Rep. Mike Hawker, R-Anchorage, said the study and the decision on how it should be used are likely to be controversial.
The three most controversial issues in Alaska are "subsistence, abortion and cost differential," he said.
Rep. Beth Kerttula, D-Juneau, said the study could be a mixed blessing for communities outside Anchorage. While it may result in state employees being paid more if they work outside Anchorage, it also could bring pressure to move more state jobs to Anchorage.
"Once you say Anchorage is the cheapest place, everything starts to move there," she said.
Still, she said, it is good to have an accurate picture of what is happening in the state.
"I'm glad we have some valid data on it, and the Legislature can take steps to even it out," she said.
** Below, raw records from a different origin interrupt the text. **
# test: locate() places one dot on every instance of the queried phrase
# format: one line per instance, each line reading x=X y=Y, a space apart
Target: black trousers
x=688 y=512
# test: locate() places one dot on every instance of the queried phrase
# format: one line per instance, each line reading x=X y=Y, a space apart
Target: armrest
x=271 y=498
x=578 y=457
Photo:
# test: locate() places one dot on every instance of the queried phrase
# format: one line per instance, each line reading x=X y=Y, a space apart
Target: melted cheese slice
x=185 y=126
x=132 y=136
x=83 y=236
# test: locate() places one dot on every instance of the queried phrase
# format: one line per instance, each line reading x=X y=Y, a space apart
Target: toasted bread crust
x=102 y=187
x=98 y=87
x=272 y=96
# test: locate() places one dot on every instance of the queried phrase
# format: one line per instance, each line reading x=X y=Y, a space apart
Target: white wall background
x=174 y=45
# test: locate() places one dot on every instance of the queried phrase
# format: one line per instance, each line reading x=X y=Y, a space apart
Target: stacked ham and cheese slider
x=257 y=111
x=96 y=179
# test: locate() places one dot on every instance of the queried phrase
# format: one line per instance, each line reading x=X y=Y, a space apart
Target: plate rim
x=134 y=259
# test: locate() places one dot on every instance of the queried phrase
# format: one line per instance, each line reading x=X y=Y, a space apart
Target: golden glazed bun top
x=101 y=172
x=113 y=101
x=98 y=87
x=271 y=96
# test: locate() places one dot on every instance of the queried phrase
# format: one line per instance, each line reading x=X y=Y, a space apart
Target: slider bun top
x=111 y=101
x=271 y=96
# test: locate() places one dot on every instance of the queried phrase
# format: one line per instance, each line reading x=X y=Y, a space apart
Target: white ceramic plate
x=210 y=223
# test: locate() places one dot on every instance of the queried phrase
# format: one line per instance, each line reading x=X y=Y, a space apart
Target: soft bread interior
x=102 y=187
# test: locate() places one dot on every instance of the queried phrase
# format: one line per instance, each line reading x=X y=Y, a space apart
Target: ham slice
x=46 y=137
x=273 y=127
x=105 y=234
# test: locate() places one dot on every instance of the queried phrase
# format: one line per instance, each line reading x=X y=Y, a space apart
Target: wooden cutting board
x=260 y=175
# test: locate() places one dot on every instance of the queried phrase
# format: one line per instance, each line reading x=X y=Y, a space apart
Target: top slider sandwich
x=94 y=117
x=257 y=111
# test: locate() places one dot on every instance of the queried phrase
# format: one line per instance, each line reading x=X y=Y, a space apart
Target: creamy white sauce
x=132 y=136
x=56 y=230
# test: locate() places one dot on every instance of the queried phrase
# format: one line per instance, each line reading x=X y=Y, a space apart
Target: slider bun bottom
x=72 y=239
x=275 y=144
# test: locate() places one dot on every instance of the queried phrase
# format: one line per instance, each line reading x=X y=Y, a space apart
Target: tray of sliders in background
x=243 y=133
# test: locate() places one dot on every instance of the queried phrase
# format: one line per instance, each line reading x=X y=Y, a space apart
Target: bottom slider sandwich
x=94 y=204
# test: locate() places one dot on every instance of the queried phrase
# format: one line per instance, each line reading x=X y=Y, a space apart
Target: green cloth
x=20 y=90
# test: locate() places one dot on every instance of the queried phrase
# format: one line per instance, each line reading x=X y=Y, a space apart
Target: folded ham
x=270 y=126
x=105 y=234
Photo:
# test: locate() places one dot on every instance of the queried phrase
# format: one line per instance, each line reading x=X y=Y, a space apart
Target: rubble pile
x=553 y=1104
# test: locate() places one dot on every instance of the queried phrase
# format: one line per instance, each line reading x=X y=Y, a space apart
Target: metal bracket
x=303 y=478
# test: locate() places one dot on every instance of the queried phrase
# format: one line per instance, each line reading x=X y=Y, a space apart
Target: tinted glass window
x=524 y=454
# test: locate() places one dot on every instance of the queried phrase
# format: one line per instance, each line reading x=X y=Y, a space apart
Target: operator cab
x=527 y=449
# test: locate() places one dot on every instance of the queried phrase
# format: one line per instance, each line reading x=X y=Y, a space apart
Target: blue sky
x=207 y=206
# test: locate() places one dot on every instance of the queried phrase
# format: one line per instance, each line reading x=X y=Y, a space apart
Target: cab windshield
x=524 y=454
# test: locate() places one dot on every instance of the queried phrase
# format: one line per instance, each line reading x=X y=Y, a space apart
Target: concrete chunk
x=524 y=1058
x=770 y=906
Calvin provided detail to the Legislature on how the report was developed, including surveys of 2,500 Alaska households and other research. Cost of housing, energy and food were key elements, with wide differences.
Much of the increase between Anchorage and more rural areas was due to the introduction of discount and big-box retail stores moving into the urban areas since the last such study was done in 1985. That held down costs for urban residents, but rural residents did not similarly benefit.
Fred Meyer and the Alaska Commercial Company provided highly detailed cost data to help with the study, Calvin said.
In many areas, housing costs played the key role in cost of living changes.
In Juneau, the cost of living is 11 percent higher than Anchorage, he said.
"That's really a function of housing," he said.
Juneau's housing costs are 15 percent higher than Anchorage, but with big retail stores, the cost of food is only 3 percent higher, Calvin said.
Cheap housing is why the Mat-Su Borough's cost of living was only 95 percent of that in Anchorage. It has access to the same retailers, but with lower housing costs.
In Southeast's smaller communities such as Gustavus and Pelican, the cost of living was less than in Juneau, and only 2 percent higher than Anchorage.
"People aren't just paying that much for housing," Calvin said.
While the quality of the housing may be an issue, "what they do pay is significantly less."
The lower cost of housing in Southeast's rural communities may even outweigh the higher cost of groceries, he said.
The key factor in cost of living around the state, he said, was access to the road system, which brings access to lower cost shopping.
In Southeast, he said, ferry service helps hold down the cost of living in rural communities.
Rep. Bill Thomas, R-Haines, agreed.
"I go to Juneau to get groceries from Costco," he said, and also carries back drums of fuel in his truck.
One anomaly Calvin said they discovered in Southeast was the differences between Sitka and Ketchikan. The two cities, both with histories in fishing and timber, are in the same size range and were initially grouped together by McDowell.
What they found, though, was that the cost of living was significantly higher in Sitka, driven by the high housing costs, he said.
"Once the Californians discovered Sitka the cost of housing went way up," he said.